Last week, Biden proposed the American Families Plan [AFP], a major spending bill focused on families and children. The Ivy League Wharton School of Business found in its analysis of the Plan that it would cost $2.5 trillion, which is $700 billion more than the White House estimate of $1.8 trillion. Included in the Plan are two modifications of the CTC. One is that the expansion in the ARP would be extended to 2025. The second is that the CTC would remain permanently refundable. Let's forget for a moment that the AFP as a whole is estimated to reduce the GDP by 0.33 percent by 2031 and increase the government debt by 6.2 percent by 2031 (Wharton). I previously covered the CTC in 2015 and 2016, but I really want to get into the issues with the recent expansion from the ARP and the proposal of the AFP.

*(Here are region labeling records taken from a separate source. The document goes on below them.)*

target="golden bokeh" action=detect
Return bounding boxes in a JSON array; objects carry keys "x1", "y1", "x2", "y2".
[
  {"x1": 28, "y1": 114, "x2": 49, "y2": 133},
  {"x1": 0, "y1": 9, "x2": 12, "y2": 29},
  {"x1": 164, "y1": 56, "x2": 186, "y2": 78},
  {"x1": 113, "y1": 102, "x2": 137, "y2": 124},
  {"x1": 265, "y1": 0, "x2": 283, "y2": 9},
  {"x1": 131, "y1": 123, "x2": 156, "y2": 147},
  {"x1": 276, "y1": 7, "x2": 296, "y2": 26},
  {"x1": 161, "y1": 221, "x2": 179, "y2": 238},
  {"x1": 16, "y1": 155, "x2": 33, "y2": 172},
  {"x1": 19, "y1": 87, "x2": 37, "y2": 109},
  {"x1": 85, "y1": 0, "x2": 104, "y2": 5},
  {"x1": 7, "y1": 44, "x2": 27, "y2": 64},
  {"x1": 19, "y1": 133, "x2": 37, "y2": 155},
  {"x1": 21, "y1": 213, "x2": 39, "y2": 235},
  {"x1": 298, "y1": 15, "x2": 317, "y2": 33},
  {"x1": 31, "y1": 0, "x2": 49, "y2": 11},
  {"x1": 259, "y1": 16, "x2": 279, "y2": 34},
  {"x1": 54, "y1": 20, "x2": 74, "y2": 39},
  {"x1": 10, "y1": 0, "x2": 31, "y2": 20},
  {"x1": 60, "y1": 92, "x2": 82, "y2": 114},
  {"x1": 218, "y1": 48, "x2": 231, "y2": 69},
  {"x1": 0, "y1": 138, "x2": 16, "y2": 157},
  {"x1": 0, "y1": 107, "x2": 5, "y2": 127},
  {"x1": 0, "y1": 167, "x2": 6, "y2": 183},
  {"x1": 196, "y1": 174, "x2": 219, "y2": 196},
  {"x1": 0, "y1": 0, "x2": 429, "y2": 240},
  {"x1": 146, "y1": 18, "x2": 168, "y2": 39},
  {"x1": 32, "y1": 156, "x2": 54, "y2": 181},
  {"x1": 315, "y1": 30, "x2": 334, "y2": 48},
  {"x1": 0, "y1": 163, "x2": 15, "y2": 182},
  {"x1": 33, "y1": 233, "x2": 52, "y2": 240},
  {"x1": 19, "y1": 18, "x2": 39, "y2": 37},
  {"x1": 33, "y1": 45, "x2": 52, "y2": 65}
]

The main argument for the CTC expansion is that of poverty reduction. The CTC helps to reduce tax liability for parents with dependents. If it reduces poverty, it must be a good deal, right? The Left-leaning Urban Institute estimates that the CTC from the ARP would reduce poverty by one percentage point, to 12.8 percent (Wheaton et al., 2021, p. 4). Similarly, the Left-leaning Center on Budget and Policy Priorities goes as far as estimating that the CTC and EITC in the ARP will collectively reduce child poverty by 40 percent. 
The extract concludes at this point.